Elle estime ainsi qu’ « une œuvre littéraire, présentée comme un roman, devrait être traitée comme telle par un tribunal, sans rechercher à la requalifier ».
Enfin, le préjudice subi par le plaignant devrait être pris en compte pour juger de la violation. Elle se dit de façon générale favorable à une « dépénalisation de la diffamation dans le cadre d’une œuvre artistique. »
Autre information intéressante : ce débat entre littérature et vie privée n’est pas que franco-français. Ainsi la Cour européenne des Droits de l’Homme a rendu un arrêt majeur le 11 mars 2014 sur ce thème concernant un romancier slovène au sujet de quatre de ses « personnages » issus d’un même village très reconnaissable.
Les interrogations et limites que pointent Nathalie Hauksson-Tresch sont d’autant plus importantes alors que la liberté de création s’est vue reconnaître légalement pour la première fois en dépit du flou (artistique!) qui règne encore sur son champ juridique précis (l’article 1 de la loi indiquant de façon minimaliste que « la création artistique est libre » voté en septembre 2015).[Alexandra Galakok]

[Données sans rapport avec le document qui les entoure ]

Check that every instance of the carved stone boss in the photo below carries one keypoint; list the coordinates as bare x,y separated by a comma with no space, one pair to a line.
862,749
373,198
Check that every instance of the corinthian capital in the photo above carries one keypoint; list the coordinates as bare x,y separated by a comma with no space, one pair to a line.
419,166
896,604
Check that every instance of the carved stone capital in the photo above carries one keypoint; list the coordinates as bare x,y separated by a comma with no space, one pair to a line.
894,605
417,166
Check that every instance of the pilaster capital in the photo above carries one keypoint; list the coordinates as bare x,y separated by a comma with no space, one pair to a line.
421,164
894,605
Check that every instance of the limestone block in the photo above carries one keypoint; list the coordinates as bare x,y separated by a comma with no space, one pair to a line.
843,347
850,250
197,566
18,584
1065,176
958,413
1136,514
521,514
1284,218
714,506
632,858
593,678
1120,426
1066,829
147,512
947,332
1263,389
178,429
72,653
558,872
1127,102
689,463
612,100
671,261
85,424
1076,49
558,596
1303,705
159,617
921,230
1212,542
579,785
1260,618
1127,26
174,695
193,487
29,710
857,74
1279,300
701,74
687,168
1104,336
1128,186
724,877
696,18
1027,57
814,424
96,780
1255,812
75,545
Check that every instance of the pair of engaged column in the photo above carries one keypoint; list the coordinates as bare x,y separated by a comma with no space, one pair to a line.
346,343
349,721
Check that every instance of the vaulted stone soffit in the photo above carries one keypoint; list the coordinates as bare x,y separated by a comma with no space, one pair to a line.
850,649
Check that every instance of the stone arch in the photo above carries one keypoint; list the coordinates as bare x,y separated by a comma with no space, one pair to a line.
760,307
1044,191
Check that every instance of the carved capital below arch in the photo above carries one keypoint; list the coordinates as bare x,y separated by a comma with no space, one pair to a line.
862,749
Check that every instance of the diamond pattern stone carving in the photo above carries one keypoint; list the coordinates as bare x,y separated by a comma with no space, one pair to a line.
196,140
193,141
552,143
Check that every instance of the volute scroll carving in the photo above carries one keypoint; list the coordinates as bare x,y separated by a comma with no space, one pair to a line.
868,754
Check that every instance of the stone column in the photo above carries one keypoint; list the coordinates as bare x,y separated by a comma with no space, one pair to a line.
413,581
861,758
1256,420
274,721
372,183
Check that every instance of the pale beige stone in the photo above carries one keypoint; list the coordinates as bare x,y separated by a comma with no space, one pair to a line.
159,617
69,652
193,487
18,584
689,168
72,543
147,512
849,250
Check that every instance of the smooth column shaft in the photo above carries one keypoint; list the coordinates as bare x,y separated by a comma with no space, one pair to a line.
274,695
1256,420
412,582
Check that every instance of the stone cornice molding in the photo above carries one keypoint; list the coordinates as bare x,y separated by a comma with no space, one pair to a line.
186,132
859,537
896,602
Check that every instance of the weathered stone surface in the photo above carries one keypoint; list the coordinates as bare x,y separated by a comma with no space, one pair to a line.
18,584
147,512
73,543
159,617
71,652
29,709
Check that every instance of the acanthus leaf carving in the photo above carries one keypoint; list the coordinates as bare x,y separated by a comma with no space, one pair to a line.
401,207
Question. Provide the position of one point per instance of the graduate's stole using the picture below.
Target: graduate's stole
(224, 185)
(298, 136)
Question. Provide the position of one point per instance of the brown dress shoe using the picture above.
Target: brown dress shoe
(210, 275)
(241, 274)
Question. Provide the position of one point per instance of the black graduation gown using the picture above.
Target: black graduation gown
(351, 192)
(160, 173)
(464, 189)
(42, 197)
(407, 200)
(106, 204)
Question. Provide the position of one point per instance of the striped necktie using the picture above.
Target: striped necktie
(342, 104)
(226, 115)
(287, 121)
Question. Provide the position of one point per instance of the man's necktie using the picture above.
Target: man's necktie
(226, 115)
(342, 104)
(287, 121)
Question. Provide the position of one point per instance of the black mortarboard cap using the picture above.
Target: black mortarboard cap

* Régis Jauffret a été condamné en 2016 à verser près de 20000€ à DSK pour diffamation dans son roman
« La ballade de Rikers Island« , publié en 2014, inspiré des accusations de viol à l’encontre de ce dernier dans l’affaire du Sofitel de New York. Dans la mesure où la justice américaine ne l’a pas condamné et que celui-ci a clôturé l’affaire au civil par une transaction financière, les scènes du roman qui relatent un viol ont été jugées diffamatoires. Les juges ont considéré ici que la qualification de « roman » n’était pas suffisante « pour prétendre échapper à toute condamnation » et n’ont donc pas retenu la défense du « droit à la liberté de création » de l’écrivain. Et ce quand bien même le nom de Dominique Strauss-Kahn n’apparaît jamais, même si le protagoniste est « président d’une institution financière internationale ». Le tribunal correctionnel de Paris a aussi interdit toute publication de l’ouvrage comportant les passages litigieux.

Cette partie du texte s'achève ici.